Nel Milanese e in Lombardia il record di arruolati nell'Isis

Un foreign fighter su tre partito dalla nostra regione; in 8 storie c'è viale Jenner, che ha denunciato un caso

Nel Milanese e in Lombardia il record di arruolati nell'Isis

Giovane, maschio, non nato in Italia ma immigrato. A volte dedito agli stupefacenti. Spesso residente in Lombardia e in un caso su due frequentatore almeno occasionale di un luoghi di culto.

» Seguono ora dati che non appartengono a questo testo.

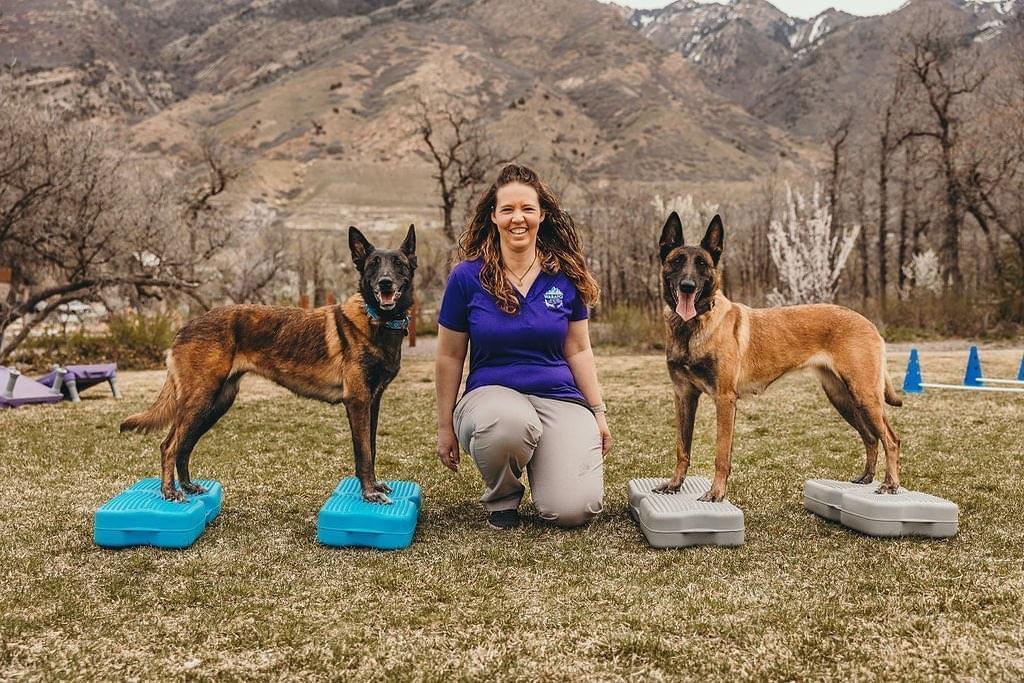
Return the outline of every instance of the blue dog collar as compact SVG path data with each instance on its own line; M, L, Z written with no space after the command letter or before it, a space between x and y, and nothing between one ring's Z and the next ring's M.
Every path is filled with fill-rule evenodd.
M367 311L367 315L370 316L370 321L377 323L378 325L383 325L388 330L401 330L402 332L409 331L409 324L412 322L413 317L411 315L406 315L406 317L397 317L393 321L382 321L379 310L376 310L367 302L362 302L362 308Z

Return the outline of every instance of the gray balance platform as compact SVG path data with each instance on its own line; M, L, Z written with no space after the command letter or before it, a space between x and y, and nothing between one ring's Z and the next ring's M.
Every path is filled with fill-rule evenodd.
M808 479L804 507L867 536L946 539L956 535L959 508L955 503L902 487L896 494L876 494L878 487L878 483Z
M654 548L741 546L743 511L728 501L703 503L707 477L686 477L677 494L655 494L668 479L633 479L629 484L630 516Z

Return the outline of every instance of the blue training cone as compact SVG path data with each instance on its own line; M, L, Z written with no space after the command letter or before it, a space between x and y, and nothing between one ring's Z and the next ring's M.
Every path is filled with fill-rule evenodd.
M964 386L985 386L981 381L981 358L978 357L978 347L972 346L967 356L967 371L964 373Z
M906 364L906 374L903 375L903 393L922 393L925 387L921 384L921 360L918 349L910 349L910 360Z

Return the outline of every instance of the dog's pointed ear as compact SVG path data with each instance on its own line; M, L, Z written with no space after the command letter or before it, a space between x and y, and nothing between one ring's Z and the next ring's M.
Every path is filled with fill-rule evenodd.
M409 265L416 269L416 225L410 224L409 232L406 233L406 239L399 247L401 253L406 255L409 259Z
M416 254L416 225L411 224L409 226L409 232L406 233L406 239L401 243L401 253L406 256L413 256Z
M679 220L679 214L673 211L669 214L669 219L665 221L662 228L662 239L657 242L658 254L662 260L669 255L676 247L683 246L683 221Z
M362 272L362 266L367 264L367 257L374 250L374 246L362 237L362 232L359 232L359 228L354 225L348 226L348 249L352 252L352 263L355 264L355 269Z
M715 260L715 265L718 265L718 259L722 257L722 247L724 245L725 226L722 225L722 217L715 214L715 217L708 224L708 231L705 232L705 239L700 241L700 247L711 254L711 257Z

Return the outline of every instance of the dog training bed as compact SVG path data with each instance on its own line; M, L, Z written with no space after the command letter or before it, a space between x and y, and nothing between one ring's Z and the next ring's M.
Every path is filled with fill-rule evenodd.
M413 481L387 481L390 505L362 500L359 480L346 477L316 516L316 540L325 546L379 550L408 548L416 533L423 495Z
M867 536L946 539L956 535L959 508L955 503L902 487L896 494L876 494L877 489L877 483L809 479L804 483L804 507Z
M743 512L732 503L705 503L697 499L711 488L706 477L692 476L676 494L652 489L668 479L633 479L629 483L630 515L654 548L740 546Z
M9 370L0 367L0 408L56 403L60 400L63 396L59 392L53 393L49 387L16 372L12 376Z
M877 483L853 483L833 479L808 479L804 482L804 507L834 522L838 522L842 509L843 494L848 490L876 490Z
M207 492L176 503L160 494L160 479L142 479L96 510L93 540L103 548L187 548L220 514L223 504L220 483L210 479L196 483Z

Sono i tratti prevalenti o ricorrenti nei profili dei «foreign fighters» italiani, cioè dei combattente che per ragioni «ideologiche» (pseudoreligiose) sono partiti per unirsi a formazioni impegnate in attacchi o ribellioni in qualche Paese del mondo, prevalentemente Siria, Iraq e Libia. Il profilo maggioritario del combattente italiano viene delineato dall'ultimo rapporto Ispi, appena uscito e ricavato dalle informazioni aggiornate e fornite in via esclusiva dal ministero dell'Interno, a proposito dei 125 individui legati all'Italia che si sono recati in aree di conflitto. Particolare inquietante che emerge nello studio, curato da Francesco Marone e Lorenzo Vidino, è che su 125 foreign fighters italiani, ad aprile 2018, 24 (il 19,2% del totale) siano già ritornati in Europa e di questi 12 in Italia (il 9,6%). L'ipotesi è che almeno 30 siano ancora attivi nell'area del conflitto, anche se le informazioni sono ovviamente incerte. Nel rapporto, intitolato «Destinazione jihad. I foreign fighters d'Italia», emerge che risiedeva in Lombardia quasi un guerrigliero su tre (il 31,7%), fra quelli associati a un luogo. E oltre uno su otto (il 13,4%) risiedeva nella provincia di Milano.

E Milano compare spesso nel rapporto, che però nota come l'Italia - nel caso del conflitto siriano - abbia numeri inferiori rispetto ai Paesi vicini e rispetto al passato. Il passato evocato è in primo luogo quello delle guerre nei Balcani: viene ricordata «la centralità di network egiziani e maghrebini basati in Lombardia durante il conflitto bosniaco, quando la moschea milanese di viale Jenner fungeva da vera e propria porta d'ingresso ai Balcani». E la figura dell'imam milanese Anwar Shabaan, «assurto al rango di leader del Battaglione dei mujaheddin stranieri impegnati in Bosnia». E ancora si cita il ruolo del «network di viale Jenner» in «quello che sarebbe passato alla storia come il primo attentato suicida di matrice jihadista in Europa: un'autobomba guidata da un egiziano residente a Milano contro una caserma della polizia croata a Fiume/Rijeka nel 1995».

Quanto alla stagione irachena, «partirono in pochi», ma si indica il caso «tristemente famoso» dell'algerino Fahdal Nassim, che morì nell'attentato del 2003 al quartier generale dell'Onu a Baghdad.

Nel database attuale, l'Istituto culturale islamico di viale Jenner «compare in relazione a otto foreign fighters». Otto individui diversi. E i ricercatori rivelano che in un caso (almeno), l'aspirante «soldato» in cerca di un'occasione di reclutamento è stato cacciato dal centro e segnalato a chi di dovere. Lo studio descrive accuratamente la figura chiave di Moez al-Fezzani («Abu Nassim») reclutatore e figura chiave della galassia jihadista italo-tunisino-libica entrato in Italia per la prima volta nell'89, vissuto principalmente a Milano (a San Siro) e poi tornato in Libia nel 2014. Fra le muhajirat («emigrate») cita Maria Giulia Sergio, convertitasi all'islam e residente a Inzago. Ma la ricerca si occupa anche di profili meno noti, come il marocchino del '69 che era in contatto con un ex imam ed è partito per la Siria nel 2014 insieme alla moglie e ai due figli (di 15 e 10 anni). Immigrato in Italia nel 1990, era residente a Bresso.

O come il combattente E.W., partito da Milano per la Siria nel 2012, aderente alla milizia «Ajnad Al-Sham», e in seguito divenuto addetto alla propaganda del gruppo armato, agendo anche da collettore e smistatore di fondi raccolti in Italia.